Perriman had one extremely rough practice where he dropped four passes, but didn't dwell on his mistakes or make excuses for his lapses.
Signed to a four-year, $8.705 million contract that includes a $4.59 million signing bonus and $7.09 milion in total guaranteed money, Perriman is competing with Kamar Aiken, Marlon Brown and Michael Campanaro for a starting job opposite five-time Pro Bowl wide receiver Steve Smtih.
At 6-foot-2, 212 pounds, Perriman's size and 4.22 speed in the 40-yard dash would provide a natural complementary presence to Smith.
"I’m doing a good job, but I’m striving for more," Perriman said. "I expect more from myself. I feel like I’m doing a decent job, but, at the same time just want to keep working so I can improve my craft.”
What Perriman has done to deal with his dropped passes is take an introspective approach.
“I really just talk to myself," Perriman said. "It’s really all mental. I talk to myself, tell myself the things that I need to do to complete those passes and just try to step it up a notch more.”
Perriman caught 115 passes for 2,243 yards and 16 touchdowns at Central Florida. That included 50 receptions for 1,044 yards and nine touchdowns as a junior before declaring early for the draft. In his final college season, Perriman dropped eight passes.
Perriman is upbeat about offensive coordinator Marc Trestman's offense.
"I just like how they have the ability to move all the receivers around," Perriman said. "For me, I’m decent at going deep, but at the same time, they have the ability to move me around and put all the receivers in different positions. Everyone can be a slot receiver and run different routes. That’s what I like about it.”
Between now and the start of training camp on July 22 when rookies report, Perriman said he'll be training in Orlando, Fla. He's looking to refine his route running.
"For the most part, just tightening up my routes, but really, everything," Perriman said. "I feel like I really don’t overlook anything. I feel like even the things that I’m good at, I continue to work on."
Although Perriman is expected to endure some growing pains, the Ravens are encouraged overall about the potential of the 26th overall pick of the draft.

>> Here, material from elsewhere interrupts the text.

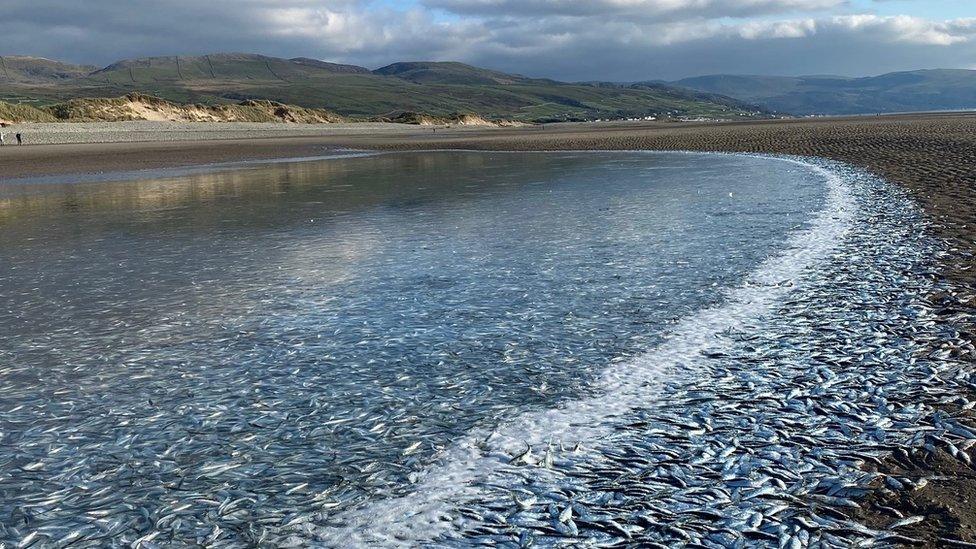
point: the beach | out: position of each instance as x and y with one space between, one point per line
929 155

"We’re pleased with where he is," receivers coach Bobby Engram said. "He still has some work to do, as a lot of rookies do, but I’m excited about what he did. He came in here, he showed the speed we thought he had, and he caught the ball consistently.
"There are a few [catches] he knows he should have had. He worked his releases, he played fast, but there are just things we’ve got to continue to progress him on and that he’s got to continue to work on to improve."
In 15 seasons in the NFL as a wide receiver, Engram caught 650 career passes for 7,751 yards and 35 touchdowns. As a rookie with the Chicago Bears in 1996, Engram played in every game with two starts and caught 33 passes for 389 yards and six touchdowns.
Engram has seen a strong work ethic from Perriman.
"He's a worker," Engram said. "On the field, we just keep working the fundamentals, getting in and out of breaks, transitioning, tracking the ball, being aggressive back to the ball – all the things he’s working on since he started playing receiver. .. I love what I see. We’ve just got to continue to build on it.”